Era reformasi benar-benar membawa berkah yang positif bagi upaya memajukan hak asasi manusia di Indonesia. Era ini mendorong terjadinya perkembangan hak asasi manusia yang menggembirakan dari segi pengaturannya dalam hukum. Maka, selain instrumen hukum yang lebih dahulu muncul, yakni Pancasila dan UUD 1945, lahir beberapa instrumen hukum penting lain mengenai hak asasi manusia, seperti Tap. XVII MPR/1998, UU No. 9/1998, UU No. 5/1998, UU No. 39/-1999, UU No. 26/2000, Perpu No. 1/1999, dan  Keppres No. 181/1998.
·         Pancasila
    Sebagai dasar negara yang menjadi landasan hukum tertinggi bagi bangsa Indonesia, Pancasila memberikan rambu-rambu tentang hak asasi manusia. Pancasila memberikan arahan tentang hak asasi manusia melalui nilai-nilai yang terkandung dalam beberapa silanya. Nilai atau rambu yang berkaitan dengan hak asasi manusia dalam Pancasila, antara lain, sebagai berikut.
§        Tuhan Yang Maha Esa adalah pencipta alam semesta, termasuk manusia sebagai salah satu penghuninya.
§        Tuhan menciptakan manusia dengan disertai akal, hati nurani, dan martabat yang mulia.
§        Tuhan menganugerahkan hidup, kebebasan, dan harta milik kepada manusia.
§        Sebagai makhluk yang bermartabat mulia, manusia dibebani kewajiban-kewajiban sebagai berikut: 
v     bersyukur dan bertakwa kepada Tuhan Yang Maha Esa;
v     mencintai sesama manusia dengan memelihara hubungan dengan sesama serta menjaga persatuan;
v     menghargai serta memelihara hak hidup, kemerdekaan, dan hak milik;
v     melaksanakan hukum yang berlaku;
v     cinta, berbakti, dan mengabdi pada tanah air, bangsa, dan negara;
v     mencintai dan membela keadilan dan kebenaran.
·         UUD 1945
    UUD 1945 memberikan perlindungan terhadap hak asasi manusia secara jelas dan meyakinkan.

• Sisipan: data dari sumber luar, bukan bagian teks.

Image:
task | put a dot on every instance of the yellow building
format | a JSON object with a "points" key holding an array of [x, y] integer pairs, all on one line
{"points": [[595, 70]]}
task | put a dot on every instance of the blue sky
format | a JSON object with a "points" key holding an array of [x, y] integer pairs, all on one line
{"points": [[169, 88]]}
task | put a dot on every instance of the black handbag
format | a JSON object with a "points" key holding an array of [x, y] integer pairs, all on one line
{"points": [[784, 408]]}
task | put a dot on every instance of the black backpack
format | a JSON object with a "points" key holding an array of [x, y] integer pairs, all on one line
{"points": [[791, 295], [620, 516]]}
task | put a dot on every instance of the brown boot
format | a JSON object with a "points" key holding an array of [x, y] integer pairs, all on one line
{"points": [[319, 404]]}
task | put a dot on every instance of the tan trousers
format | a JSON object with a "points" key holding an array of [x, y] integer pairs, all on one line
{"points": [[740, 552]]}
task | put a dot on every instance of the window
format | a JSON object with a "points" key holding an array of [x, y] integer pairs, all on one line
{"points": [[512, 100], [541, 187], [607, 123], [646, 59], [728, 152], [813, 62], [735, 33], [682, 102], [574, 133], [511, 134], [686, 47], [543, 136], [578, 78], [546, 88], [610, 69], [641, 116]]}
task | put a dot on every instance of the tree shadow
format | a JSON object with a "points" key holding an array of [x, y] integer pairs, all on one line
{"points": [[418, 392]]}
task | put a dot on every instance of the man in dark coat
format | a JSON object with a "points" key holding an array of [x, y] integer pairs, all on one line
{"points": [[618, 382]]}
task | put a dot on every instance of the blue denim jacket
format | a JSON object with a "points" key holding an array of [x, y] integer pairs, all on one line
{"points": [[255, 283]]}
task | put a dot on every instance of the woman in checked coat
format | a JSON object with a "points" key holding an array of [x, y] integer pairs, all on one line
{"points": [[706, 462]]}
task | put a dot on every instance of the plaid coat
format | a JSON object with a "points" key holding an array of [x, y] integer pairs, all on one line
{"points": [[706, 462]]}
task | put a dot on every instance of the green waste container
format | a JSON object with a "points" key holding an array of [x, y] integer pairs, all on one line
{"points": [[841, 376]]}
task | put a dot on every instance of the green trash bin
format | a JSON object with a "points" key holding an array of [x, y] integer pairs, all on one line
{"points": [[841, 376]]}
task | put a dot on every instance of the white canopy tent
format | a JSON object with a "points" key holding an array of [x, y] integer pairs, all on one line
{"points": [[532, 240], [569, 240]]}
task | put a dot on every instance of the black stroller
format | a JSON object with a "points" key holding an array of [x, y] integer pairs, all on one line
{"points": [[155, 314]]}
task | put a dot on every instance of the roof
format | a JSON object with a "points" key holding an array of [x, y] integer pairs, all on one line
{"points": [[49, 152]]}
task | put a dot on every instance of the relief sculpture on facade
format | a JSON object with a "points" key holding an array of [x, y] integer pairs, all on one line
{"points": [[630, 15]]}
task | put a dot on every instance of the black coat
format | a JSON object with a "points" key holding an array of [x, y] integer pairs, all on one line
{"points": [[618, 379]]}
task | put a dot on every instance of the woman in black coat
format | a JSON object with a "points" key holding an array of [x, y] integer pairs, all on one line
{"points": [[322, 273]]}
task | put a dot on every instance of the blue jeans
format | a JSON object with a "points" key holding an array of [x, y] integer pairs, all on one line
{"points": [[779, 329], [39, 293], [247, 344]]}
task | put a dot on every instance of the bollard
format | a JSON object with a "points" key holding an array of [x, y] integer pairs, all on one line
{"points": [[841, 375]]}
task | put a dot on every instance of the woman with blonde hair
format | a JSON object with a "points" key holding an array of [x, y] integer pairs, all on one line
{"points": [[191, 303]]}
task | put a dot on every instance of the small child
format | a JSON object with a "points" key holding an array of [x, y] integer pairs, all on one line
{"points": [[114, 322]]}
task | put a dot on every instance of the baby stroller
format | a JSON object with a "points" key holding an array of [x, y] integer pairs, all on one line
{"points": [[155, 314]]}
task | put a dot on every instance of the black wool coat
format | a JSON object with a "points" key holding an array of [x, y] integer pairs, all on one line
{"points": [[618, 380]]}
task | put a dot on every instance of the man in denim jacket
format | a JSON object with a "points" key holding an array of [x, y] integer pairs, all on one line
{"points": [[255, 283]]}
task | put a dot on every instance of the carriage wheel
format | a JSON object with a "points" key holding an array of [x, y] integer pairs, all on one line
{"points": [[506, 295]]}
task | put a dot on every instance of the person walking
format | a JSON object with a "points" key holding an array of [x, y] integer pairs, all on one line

Selain dalam Pembukaan UUD 1945 disebutkan perihal hak kemerdekaan serta upaya perlindungan dan pemajuan kehidupan bangsa, dalam batang tubuh juga diatur hak asasi manusia warga negara. Beberapa pasal yang mengatur masalah hak asasi manusia, antara lain, pasal 28A, pasal 28B, pasal 28C, pasal 28D ayat (1), pasal 28D ayat (3), pasal 28E ayat (3), pasal 28F, pasal 28G ayat (a), dan pasal 28J ayat (1). Isi pokok dari pasal-pasal tersebut sebagian sudah diuraikan dalam tulisan lain di blog ini (periksa “Jenis-Jenis Hak Asasi Manusia menurut UUD 1945”). Adapun uraian lengkap dan terperincinya dapat dibaca langsung dalam buku UUD 1945 hasil amendemen.
·         Tap. XVII MPR Tahun 1998
    Tap. XVII/MPR/1998 tentang Piagam Hak Asasi Manusia merupakan bentuk penegasan kembali mengenai pengakuan masyarakat, bangsa, dan negara Indonesia terhadap hak asasi manusia. Tap MPR ini dikeluarkan untuk memenuhi tuntutan reformasi dalam bidang hukum serta penegakan dan perlindungan hak asasi manusia di Indonesia. Tap. XVII/MPR/1998 dapat dikatakan berisi pernyataan, deklarasi, atau piagam hak asasi manusia versi bangsa Indonesia. Adapun isi pernyataan atau piagam hak asasi manusia dalam ketetapan ini adalah sebagai berikut.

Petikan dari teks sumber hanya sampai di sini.